Here we go again. Petaluma High has a new head basketball coach. By my count, and admittedly math has never been my strong suit, that is four in the last five years.

I was pretty excited when I interviewed Scott Davis back in August. Based on my first impression, I thought he was the right man for the job. I did report that he was sanctioned by the NCAA for alleged recruiting violations that occurred in the girls basketball program at Cal Poly Pomona while he was head coach. That part had to be told as did his record of success in working with young players and the respect he had earned for coaching kids from youth to college.

I haven't been able to reach him to find out why he chose to leave just a few weeks from the start of the season. I'm not about to dignify rumors and innuendoes. Frankly, I don't care why he chose to leave the Petaluma job. I'm more interested in what happens now.

What happens now is that John Behrs has moved up from the junior varsity to take on the challenge of the Petaluma program. From what I can initially tell, Petaluma got lucky.

To find a qualified coach on such short notice is like finding the last dime you need for a vending machine soda on the sidewalk when you're desperate for a drink.

I didn't see a lot of the Petaluma junior varsity team last season, but from what I did see, mostly second halves, they looked to be a well-disciplined group that competed hard.

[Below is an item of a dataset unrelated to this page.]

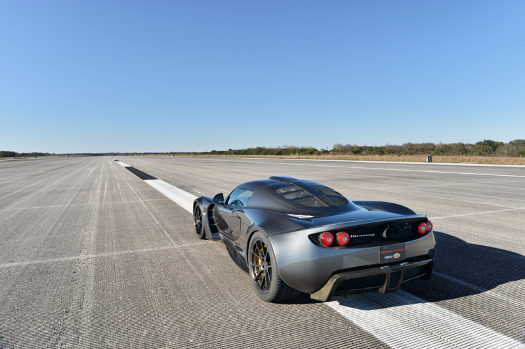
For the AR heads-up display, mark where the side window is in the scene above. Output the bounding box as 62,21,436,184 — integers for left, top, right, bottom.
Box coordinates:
226,188,253,207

I did have a chance to have a cup of coffee with the coach last weekend just before his first practice on Monday. Actually, and here is the only scoop you get today, he preferred tea to coffee.

Behrs has several things going for him. He is a Petaluma guy. He grew up in Petaluma, attended Petaluma High, coached local CYO teams, coached at Kenilworth and coached at the freshmen and junior varsity levels at Petaluma. He will fit right in as a member of the Petaluma family.

He knows the players. He has coached most of what will be his varsity team since they were freshmen. The players will know what to expect from him and he will know what to expect from them.

It is really a two-for-one proposition for the high school. With Behrs comes a ready-made assistant coach in his son, Scott, who will help with player development and do much of the scouting.

Behrs brings with him an enthusiasm that is badly needed in the Petaluma gym. He also has a philosophy I like.

"I need for the kids to come in and want to go to practice," he says. "I need them to have the mindset that they will do whatever it takes to get better. I want them to improve from the first practice to the last practice."

A big plus for Behrs as an off-campus coach is that, as a general contractor who is own boss, he has the time to devote to his coaching duties.

I have no qualms about Behrs' coaching abilities. I think he and his players will get along fine and I believe they will display the attributes of a well-coached team regardless of the won-loss record.

The concern is that he can't coach and the players can't play in a vacuum. They will be on display every game and subject to the same outside pressures that have taken their toll on previous Petaluma coaches.

If Petaluma wins 20 games, all will be right with the world. If the scoreboard too often tells a different story, the new coach will need a lot of support.

Let's hope that, regardless of the scores, he gets the support he needs to turn the Petaluma High School basketball program around.